Une statistique impressionnante illustre ce fait : 55% des visiteurs du Bernabeu Tour sont étrangers pour 70% d’européens en 2015. Pour le musée des 24 Heures du Mans, en 2014, 35% des visiteurs étaient étrangers.

Le rayonnement d’une ville est étroitement lié au rayonnement du club local. Les liens sont forts et les collectivités en ont conscience. C’est pour cette raison que de nombreux projets de musées ont été subventionnés en partie par les pouvoirs publics. C’est le cas pour le musée de l’Olympique Lyonnais puisque 25 % du financement du musée sont couverts par une subvention de 1,5 million d’euros accordée par la région Auvergne-Rhône-Alpes.

Au-delà de la salle des trophées, la visite du stade

Aujourd’hui, la réflexion du musée est plus globale. On cherche à proposer une expérience différenciante et complète notamment en offrant une expérience plus immersive. Par exemple, de nombreux clubs proposent la visite de la pelouse, du vestiaire, de la salle de presse, etc. Le musée n’est plus le seul élément de visite, il fait partie d’un parcours plus vaste et plus riche. Celui-ci est réfléchit, de sorte à ce que le visiteur se sente privilégié de voir des espaces normalement consacrés aux joueurs.

Prenons l’exemple du PSG Expérience sur lequel nous avons déjà rédigé un article. Le club a développé une expérience globale sans égal en France. Il offre aux visiteurs la possibilité de visiter le stade, de faire un Escape Game ou bien de profiter de l’Arcade VR avec 16 activités. Un vrai parc à thème virtuel à l’image du PSG !

Crédit photo : Benoit Florencon

Le digital offre de nouvelles opportunités

Le digital et les nouvelles technologies offrent de nouveaux axes de développement pour les musées afin de rendre plus attractif et interactif la visite.

Pour certains, c’est la possibilité de dynamiser l’histoire d’un club à travers des vidéos, des images, des expériences en Réalité Virtuelle pour se plonger toujours plus dans le passé du club. Pour d’autres, c’est la possibilité d’offrir un souvenir physique. Comme le propose le Real Madrid en prenant en photo les visiteurs sur un fond vert, leur permettant ainsi de choisir le joueur qu’ils souhaitent avoir à leur côté.

Les nouvelles technologies, c’est également rendre la visite ludique, comme le fait l’ASM Clermont avec la transformation d’essai.
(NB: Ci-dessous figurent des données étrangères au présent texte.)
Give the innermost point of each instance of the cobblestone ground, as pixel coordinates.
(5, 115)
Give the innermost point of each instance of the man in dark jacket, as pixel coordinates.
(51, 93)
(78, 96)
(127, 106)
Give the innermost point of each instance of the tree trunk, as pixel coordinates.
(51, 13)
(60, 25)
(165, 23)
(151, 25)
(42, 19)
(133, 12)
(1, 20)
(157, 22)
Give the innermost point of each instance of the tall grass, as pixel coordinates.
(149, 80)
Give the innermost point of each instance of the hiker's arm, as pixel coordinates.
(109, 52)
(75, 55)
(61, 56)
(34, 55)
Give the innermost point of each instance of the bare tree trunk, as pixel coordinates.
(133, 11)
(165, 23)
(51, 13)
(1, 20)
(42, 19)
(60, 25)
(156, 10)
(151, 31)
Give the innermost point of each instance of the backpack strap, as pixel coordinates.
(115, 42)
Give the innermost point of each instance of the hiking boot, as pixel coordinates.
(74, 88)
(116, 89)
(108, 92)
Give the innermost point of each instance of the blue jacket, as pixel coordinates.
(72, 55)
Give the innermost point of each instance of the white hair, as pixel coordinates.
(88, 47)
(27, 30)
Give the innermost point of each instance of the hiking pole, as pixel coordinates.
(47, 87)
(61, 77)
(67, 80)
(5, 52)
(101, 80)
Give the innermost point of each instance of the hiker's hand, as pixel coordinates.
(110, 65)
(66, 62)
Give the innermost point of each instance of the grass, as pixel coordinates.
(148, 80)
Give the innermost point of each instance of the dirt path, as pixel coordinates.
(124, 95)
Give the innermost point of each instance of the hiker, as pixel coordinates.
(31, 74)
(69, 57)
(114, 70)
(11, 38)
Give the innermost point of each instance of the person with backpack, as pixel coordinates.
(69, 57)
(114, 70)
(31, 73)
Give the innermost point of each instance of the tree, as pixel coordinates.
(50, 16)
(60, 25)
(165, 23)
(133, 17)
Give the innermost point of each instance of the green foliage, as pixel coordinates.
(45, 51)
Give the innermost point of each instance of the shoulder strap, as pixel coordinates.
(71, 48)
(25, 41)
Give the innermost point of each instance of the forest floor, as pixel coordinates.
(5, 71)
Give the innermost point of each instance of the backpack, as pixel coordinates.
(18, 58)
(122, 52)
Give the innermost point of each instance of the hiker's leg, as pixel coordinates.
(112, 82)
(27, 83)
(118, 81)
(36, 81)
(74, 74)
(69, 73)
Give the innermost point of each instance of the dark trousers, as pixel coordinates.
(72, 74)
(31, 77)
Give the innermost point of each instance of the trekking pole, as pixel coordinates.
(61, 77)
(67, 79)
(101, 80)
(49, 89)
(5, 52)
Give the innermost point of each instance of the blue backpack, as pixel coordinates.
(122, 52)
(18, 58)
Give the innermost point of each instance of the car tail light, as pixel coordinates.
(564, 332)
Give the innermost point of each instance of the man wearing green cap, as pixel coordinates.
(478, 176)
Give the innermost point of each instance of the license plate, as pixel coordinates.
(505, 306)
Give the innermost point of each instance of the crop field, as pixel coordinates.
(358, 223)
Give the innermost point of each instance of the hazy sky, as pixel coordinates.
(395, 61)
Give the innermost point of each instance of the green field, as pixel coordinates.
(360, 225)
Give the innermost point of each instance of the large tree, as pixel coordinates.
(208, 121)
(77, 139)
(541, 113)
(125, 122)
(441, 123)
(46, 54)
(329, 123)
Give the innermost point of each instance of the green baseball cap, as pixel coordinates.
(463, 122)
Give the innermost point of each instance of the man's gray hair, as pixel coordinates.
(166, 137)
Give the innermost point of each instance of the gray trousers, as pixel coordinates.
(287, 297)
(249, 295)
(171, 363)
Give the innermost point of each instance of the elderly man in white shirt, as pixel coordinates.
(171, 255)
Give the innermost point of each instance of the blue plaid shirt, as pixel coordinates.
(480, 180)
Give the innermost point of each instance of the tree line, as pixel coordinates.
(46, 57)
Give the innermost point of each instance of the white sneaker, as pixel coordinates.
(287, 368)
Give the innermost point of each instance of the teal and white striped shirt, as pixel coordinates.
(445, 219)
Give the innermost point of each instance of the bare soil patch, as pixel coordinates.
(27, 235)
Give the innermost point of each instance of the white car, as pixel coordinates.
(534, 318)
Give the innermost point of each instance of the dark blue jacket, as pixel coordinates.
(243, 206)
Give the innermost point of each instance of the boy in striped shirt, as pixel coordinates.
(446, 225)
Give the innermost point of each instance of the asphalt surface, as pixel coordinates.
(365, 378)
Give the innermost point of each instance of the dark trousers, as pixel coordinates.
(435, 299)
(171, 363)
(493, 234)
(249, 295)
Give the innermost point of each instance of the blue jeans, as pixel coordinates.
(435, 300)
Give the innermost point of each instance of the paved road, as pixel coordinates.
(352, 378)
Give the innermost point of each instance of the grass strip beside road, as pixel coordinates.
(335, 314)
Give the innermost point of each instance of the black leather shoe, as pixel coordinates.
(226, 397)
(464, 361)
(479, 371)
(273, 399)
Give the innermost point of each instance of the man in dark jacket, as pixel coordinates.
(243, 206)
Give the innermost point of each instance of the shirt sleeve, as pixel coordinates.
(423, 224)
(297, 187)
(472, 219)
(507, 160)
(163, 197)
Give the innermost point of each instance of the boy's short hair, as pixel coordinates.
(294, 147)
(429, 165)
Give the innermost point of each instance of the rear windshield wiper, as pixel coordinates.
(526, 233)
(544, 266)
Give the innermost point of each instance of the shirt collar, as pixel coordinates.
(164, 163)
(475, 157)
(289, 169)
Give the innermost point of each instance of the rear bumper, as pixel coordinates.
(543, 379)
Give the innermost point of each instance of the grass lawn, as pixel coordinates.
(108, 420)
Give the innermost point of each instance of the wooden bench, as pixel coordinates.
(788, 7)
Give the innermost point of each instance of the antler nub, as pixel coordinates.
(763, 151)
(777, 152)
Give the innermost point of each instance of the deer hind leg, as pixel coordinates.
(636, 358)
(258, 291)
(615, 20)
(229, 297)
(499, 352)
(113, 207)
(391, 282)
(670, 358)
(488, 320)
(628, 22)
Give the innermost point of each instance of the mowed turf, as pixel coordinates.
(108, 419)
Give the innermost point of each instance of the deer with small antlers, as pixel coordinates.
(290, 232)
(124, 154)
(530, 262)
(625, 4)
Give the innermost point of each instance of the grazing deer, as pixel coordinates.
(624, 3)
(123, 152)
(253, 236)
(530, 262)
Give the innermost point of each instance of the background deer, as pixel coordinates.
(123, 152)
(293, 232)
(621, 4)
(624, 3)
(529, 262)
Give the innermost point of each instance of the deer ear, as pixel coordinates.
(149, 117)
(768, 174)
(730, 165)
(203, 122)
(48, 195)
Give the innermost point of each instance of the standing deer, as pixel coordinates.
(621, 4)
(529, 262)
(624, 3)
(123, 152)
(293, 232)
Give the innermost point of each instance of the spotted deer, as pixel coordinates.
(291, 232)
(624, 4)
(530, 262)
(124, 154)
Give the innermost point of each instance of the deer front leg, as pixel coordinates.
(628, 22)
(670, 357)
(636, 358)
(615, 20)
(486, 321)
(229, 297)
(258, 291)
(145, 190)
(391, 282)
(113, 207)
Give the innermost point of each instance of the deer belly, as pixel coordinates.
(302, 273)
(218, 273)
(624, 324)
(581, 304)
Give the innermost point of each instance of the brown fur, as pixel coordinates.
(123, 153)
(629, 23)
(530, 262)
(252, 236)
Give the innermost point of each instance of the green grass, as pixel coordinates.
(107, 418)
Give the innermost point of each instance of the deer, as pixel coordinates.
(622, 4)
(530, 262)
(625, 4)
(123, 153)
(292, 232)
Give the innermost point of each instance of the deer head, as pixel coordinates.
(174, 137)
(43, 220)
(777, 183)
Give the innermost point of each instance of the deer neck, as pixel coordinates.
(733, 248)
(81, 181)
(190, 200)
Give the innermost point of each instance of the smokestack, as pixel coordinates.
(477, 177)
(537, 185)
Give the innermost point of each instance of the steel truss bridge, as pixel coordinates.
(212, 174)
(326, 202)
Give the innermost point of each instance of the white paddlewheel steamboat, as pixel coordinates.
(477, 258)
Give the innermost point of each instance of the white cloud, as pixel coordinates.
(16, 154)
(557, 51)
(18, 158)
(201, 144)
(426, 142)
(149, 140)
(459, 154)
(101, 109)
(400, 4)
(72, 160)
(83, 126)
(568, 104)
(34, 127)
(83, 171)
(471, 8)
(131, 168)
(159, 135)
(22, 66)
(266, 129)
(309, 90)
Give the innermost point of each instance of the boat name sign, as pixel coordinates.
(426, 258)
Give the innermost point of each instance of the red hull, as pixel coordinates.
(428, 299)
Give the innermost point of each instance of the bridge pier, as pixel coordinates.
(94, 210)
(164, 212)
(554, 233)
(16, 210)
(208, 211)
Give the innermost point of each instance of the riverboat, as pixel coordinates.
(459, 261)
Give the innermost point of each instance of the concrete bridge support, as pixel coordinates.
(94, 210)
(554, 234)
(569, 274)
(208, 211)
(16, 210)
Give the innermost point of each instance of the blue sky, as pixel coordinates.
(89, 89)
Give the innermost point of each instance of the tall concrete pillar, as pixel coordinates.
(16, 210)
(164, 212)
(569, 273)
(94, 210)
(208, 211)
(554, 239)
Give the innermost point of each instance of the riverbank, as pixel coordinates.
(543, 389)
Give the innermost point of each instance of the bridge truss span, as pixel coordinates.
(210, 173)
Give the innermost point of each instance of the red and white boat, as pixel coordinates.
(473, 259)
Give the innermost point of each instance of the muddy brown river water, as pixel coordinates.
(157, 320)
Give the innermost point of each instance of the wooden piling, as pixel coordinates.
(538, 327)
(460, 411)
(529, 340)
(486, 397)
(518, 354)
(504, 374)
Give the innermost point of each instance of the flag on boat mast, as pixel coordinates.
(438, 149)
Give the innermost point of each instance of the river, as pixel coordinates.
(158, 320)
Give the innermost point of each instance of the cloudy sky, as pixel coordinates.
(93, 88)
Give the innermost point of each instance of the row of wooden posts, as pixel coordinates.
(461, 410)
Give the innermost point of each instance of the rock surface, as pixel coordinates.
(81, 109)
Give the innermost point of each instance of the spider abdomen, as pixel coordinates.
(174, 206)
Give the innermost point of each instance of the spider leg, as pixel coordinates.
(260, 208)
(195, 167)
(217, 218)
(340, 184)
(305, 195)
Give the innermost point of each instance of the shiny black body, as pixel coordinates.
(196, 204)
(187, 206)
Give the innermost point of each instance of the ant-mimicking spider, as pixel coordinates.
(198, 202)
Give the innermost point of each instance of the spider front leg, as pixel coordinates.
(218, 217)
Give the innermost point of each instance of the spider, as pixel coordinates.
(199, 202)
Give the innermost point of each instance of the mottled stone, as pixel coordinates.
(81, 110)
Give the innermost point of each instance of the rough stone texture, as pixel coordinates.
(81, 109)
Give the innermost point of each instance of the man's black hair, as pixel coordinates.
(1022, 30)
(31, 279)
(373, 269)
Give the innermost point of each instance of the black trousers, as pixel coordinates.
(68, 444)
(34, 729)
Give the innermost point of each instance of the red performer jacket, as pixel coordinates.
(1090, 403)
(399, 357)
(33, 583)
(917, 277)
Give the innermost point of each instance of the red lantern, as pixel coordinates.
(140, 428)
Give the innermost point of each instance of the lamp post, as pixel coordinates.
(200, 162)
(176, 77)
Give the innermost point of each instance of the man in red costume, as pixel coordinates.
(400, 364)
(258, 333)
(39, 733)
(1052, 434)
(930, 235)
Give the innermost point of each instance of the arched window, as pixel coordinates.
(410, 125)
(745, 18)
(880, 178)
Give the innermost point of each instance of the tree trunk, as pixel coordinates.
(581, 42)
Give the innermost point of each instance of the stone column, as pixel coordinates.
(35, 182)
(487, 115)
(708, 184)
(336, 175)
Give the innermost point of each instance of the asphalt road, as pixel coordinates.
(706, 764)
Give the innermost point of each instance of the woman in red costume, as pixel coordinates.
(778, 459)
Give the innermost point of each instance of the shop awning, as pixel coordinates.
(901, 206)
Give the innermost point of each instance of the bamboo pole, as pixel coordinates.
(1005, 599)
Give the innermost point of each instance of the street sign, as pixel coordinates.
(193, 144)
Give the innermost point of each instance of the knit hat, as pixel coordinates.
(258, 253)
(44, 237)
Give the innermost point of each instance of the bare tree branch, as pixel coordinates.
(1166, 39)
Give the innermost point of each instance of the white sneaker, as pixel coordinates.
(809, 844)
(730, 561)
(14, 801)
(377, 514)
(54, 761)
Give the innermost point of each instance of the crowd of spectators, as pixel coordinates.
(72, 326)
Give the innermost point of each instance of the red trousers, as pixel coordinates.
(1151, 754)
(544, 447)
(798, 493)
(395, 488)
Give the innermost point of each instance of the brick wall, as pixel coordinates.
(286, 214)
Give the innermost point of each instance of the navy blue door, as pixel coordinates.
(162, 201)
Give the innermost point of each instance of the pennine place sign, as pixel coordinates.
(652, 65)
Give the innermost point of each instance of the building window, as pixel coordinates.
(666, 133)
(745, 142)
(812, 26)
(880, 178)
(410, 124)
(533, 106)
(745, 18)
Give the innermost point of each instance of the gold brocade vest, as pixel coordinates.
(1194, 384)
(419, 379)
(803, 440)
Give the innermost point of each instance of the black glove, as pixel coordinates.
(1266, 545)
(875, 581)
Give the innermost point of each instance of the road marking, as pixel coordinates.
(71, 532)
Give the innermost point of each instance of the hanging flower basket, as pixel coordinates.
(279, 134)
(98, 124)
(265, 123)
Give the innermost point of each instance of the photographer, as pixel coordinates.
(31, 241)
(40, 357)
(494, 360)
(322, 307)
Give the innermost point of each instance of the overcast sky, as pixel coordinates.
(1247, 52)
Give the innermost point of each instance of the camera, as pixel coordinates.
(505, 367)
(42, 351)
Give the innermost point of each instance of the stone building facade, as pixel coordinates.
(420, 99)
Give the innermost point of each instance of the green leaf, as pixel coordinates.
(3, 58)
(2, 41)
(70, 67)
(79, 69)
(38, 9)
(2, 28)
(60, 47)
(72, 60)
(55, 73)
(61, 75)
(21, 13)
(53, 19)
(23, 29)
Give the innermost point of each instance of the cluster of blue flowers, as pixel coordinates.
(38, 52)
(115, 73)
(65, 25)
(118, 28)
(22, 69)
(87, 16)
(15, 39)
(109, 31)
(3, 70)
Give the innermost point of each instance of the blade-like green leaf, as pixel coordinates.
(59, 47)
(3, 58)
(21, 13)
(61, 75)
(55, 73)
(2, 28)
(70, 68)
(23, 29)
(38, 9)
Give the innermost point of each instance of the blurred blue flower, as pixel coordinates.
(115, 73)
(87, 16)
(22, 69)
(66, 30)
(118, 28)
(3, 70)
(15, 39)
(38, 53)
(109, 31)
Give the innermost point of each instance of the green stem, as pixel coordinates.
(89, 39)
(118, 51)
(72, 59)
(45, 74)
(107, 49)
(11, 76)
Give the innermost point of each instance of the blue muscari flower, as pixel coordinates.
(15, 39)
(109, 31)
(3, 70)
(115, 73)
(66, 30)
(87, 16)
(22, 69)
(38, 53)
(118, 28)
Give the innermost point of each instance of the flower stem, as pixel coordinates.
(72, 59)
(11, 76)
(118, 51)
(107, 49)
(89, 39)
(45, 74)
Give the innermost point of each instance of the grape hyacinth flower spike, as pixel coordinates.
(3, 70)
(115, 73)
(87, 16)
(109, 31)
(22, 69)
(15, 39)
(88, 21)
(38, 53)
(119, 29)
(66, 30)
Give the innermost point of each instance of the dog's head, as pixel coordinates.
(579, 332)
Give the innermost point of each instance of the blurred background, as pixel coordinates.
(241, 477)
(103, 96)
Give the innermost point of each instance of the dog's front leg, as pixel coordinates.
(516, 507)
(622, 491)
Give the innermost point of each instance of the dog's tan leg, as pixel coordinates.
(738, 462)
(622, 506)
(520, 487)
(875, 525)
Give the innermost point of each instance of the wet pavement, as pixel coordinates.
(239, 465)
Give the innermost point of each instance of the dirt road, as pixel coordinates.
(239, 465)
Le visiteur peut tester son coup de pied en frappant dans un ballon détectable par un capteur de mouvement.

Crédit photo : ASM Clermont

Nombre d’activités sont réalisables avec le digital pour rendre un musée vivant, participatif, ludique et pédagogique, loin de l’idée d’un musée “mémorial” seulement rempli de maillot et de trophée. De nombreux outils existent tels que les écrans tactiles, les bornes interactives, les hologrammes, l’eSport, etc. Les clubs peuvent donc laisser libre court à leur imagination et leur créativité. Le College Football Hall of Fame a surfé sur cette vague et se positionne aujourd’hui comme l’un des meilleurs musées digitalisés.

Le musée est un axe de développement non négligeable pour une structure sportive que ce soit pour prolonger l’expérience fan ou engendrer de nouveaux revenus. Le développement d’un musée doit être réfléchi assidûment pour offrir une expérience complète et ludique pour s’adresser à un public large : petits et grands, fans ou étranger du club.